Here are the problems, and the solutions:
1. Outdated search results. Google does not do a good job at showing new or recently updated web pages. Of course new does not mean better, and Google algorithm favors old pages with a good ranking, on purpose, maybe because ranking for new pages is less reliable / has less history (that's why we created statistical scores to rank web pages with no history). To solve this problem, the user can add 2013 to Google searches. And Google could do that too, by default. For instance, compare search results for the query data science with those for data science 2013. Which one do you like best? Better, Google should allow you to choose between "recent" vs. "permanent" search results, when you do a search.
The issue here is to correctly date web pages, a difficult problem since webmasters can use fake time stamps to fool Google. But since Google indexes most pages every couple of days, it's easy to create a Google time stamp, and keep two dates for each (static) web page: date when first indexed, date when last modified. You also need to keep a 128-bit signature (in addition to related keywords) for each webpage, to easily detect when it is modified. The problem is more difficult for web pages created on the fly.

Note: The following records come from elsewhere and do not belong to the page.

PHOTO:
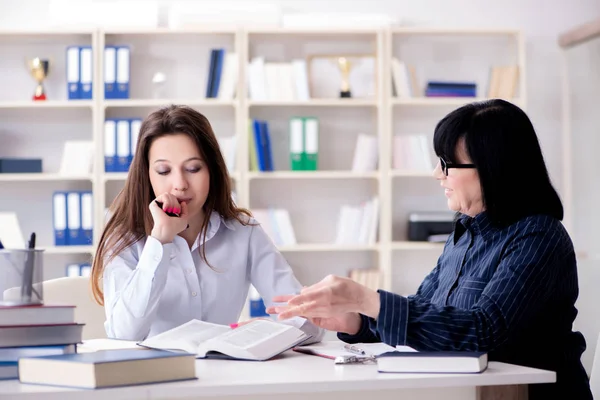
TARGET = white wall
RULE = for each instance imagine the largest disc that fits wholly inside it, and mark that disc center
(540, 20)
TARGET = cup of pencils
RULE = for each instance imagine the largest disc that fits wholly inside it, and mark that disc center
(21, 277)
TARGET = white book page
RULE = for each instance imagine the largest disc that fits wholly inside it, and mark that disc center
(186, 337)
(257, 340)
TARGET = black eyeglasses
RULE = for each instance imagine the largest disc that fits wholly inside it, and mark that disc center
(446, 165)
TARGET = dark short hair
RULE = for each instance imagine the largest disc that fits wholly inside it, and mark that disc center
(501, 141)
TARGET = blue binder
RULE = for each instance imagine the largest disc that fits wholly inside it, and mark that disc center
(218, 72)
(73, 68)
(86, 72)
(123, 144)
(122, 72)
(110, 72)
(59, 218)
(110, 146)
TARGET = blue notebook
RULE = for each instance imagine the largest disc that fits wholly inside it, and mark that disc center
(108, 368)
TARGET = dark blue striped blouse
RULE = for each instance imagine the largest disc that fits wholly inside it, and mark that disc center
(506, 291)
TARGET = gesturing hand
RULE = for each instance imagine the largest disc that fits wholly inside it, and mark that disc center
(166, 228)
(332, 297)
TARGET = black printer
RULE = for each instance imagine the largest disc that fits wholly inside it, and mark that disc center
(430, 226)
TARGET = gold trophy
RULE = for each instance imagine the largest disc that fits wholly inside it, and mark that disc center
(39, 70)
(345, 66)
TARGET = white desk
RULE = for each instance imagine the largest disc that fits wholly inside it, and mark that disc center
(294, 376)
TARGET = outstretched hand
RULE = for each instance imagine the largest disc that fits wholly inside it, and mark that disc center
(330, 300)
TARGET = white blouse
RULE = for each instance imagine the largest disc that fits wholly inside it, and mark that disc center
(150, 287)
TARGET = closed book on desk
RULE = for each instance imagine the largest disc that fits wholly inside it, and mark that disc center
(258, 340)
(107, 368)
(445, 362)
(40, 335)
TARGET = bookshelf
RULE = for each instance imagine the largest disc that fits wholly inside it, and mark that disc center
(312, 198)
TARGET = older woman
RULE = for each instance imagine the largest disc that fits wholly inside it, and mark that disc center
(506, 282)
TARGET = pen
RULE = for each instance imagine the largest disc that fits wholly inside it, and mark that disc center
(27, 284)
(354, 349)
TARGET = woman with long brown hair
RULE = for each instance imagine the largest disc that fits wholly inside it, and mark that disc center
(154, 271)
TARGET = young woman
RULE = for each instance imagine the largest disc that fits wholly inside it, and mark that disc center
(153, 271)
(506, 282)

2. Wrongly attributed articles. You write an article on your blog. It then gets picked up by another media outlet, say the New York Times. Google displays the New York Times version at the top, and sometimes does not even display the original version at all, even if the search query is the title of the articles, using exact match. One might argue that the New York Times is more trustworthy than your little unknown blog, or that your blog has a poor page rank. But this has two implications:
One easy way for Google to fix the problem is again to correctly identify the first version of an article, as described in the previous paragraph.

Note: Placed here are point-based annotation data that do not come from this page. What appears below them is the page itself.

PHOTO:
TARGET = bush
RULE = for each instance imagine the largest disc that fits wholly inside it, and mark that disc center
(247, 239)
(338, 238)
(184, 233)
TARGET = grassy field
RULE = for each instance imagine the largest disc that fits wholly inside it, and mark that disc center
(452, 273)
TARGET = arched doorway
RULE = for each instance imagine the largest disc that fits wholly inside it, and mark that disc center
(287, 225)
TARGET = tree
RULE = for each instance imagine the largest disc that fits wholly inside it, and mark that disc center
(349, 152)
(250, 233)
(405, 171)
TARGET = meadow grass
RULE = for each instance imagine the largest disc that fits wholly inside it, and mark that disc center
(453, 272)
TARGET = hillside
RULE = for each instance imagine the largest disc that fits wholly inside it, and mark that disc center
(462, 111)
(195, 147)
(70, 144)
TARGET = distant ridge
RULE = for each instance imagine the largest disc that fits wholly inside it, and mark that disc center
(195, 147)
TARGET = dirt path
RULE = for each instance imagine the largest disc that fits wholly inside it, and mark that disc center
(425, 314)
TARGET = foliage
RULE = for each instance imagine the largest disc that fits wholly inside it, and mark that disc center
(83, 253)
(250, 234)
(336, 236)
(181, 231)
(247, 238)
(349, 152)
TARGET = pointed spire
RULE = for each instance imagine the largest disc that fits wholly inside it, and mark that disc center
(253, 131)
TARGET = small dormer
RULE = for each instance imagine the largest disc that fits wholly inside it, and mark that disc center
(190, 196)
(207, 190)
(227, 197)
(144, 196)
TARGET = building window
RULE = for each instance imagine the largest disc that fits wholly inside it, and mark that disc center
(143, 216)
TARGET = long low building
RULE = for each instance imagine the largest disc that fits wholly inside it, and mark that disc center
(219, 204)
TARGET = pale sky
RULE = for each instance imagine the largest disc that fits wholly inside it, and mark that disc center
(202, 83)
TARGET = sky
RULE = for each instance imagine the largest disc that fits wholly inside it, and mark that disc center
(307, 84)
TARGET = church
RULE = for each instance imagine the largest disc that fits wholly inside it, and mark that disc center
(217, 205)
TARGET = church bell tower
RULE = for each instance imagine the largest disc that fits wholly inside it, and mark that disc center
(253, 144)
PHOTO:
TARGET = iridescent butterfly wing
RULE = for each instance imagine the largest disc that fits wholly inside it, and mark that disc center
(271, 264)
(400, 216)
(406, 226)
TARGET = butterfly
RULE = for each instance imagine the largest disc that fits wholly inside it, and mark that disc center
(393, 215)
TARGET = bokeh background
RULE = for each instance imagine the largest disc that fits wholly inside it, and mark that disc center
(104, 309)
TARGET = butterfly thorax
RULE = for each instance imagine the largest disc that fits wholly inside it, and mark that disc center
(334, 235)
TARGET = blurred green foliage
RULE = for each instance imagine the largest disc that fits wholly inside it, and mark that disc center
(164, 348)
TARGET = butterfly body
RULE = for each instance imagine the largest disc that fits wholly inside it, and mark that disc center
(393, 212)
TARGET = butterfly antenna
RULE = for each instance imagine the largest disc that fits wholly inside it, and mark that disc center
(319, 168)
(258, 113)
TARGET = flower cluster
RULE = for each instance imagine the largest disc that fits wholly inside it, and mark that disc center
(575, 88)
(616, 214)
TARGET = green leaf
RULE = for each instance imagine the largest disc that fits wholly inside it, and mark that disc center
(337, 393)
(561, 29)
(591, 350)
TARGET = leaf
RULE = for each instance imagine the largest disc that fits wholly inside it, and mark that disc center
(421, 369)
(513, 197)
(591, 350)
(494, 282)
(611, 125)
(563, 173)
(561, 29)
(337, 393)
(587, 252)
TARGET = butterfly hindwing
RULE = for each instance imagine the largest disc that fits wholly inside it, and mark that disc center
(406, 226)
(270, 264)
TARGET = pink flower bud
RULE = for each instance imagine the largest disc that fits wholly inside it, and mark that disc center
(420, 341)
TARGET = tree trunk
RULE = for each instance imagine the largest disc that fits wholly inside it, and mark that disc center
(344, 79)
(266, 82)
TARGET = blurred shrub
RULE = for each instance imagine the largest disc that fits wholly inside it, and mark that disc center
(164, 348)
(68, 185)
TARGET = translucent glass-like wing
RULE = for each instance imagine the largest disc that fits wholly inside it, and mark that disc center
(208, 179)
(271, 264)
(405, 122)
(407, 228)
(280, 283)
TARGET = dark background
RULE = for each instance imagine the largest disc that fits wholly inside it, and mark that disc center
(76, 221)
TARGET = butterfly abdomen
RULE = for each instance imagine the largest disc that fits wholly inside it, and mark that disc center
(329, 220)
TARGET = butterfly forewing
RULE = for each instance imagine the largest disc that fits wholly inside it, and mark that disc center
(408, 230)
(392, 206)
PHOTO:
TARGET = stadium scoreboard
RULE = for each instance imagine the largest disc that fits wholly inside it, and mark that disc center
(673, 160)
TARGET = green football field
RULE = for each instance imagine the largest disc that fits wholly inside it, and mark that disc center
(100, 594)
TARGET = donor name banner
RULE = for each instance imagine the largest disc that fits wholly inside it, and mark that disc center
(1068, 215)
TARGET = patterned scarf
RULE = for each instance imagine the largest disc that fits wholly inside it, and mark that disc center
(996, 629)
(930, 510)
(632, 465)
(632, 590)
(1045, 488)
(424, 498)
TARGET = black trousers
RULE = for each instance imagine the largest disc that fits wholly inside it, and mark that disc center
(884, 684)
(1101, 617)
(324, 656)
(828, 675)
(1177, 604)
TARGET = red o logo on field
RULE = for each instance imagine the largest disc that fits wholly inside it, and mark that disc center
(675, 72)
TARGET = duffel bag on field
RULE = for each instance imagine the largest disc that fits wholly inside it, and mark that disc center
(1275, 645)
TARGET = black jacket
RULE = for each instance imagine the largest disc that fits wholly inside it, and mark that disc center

3. Favoring irrelevant webpages. Google generates a number of search result impressions per week for every website, and this number is extremely stable. It is probably based on the number of pages, keywords and popularity (page rank) of the web site in question, as well as a bunch of other metrics (time to load, proportion of original content, niche vs. generic website etc.) If every week, Google shows exactly 10,000 impressions for your website, which page / keyword match should Google favor?
Answer: Google should favor pages with low bounce rate. In practice, it does the exact opposite.
However, one might argue that if bounce rate is high, maybe the user has found the answer to his question right away by visiting your landing page, and thus user experience is actually great. In our case (regarding our websites) we disagree, as each page displays links to similar articles and typically results in subsequent page views. Indeed, our worst bounce rate is associated with Google organic searches. More problematic is the fact that bounce rate from Google organic is getting worse (while it's getting better for all other traffic sources), as if Google algorithm lacks machine learning capabilities, or is doing a poor job with new pages added daily. In the future, we will write longer articles broken down in 2 or 3 pages. Hopefully, this will improve our bounce rate from Google organic (and from other sources as well).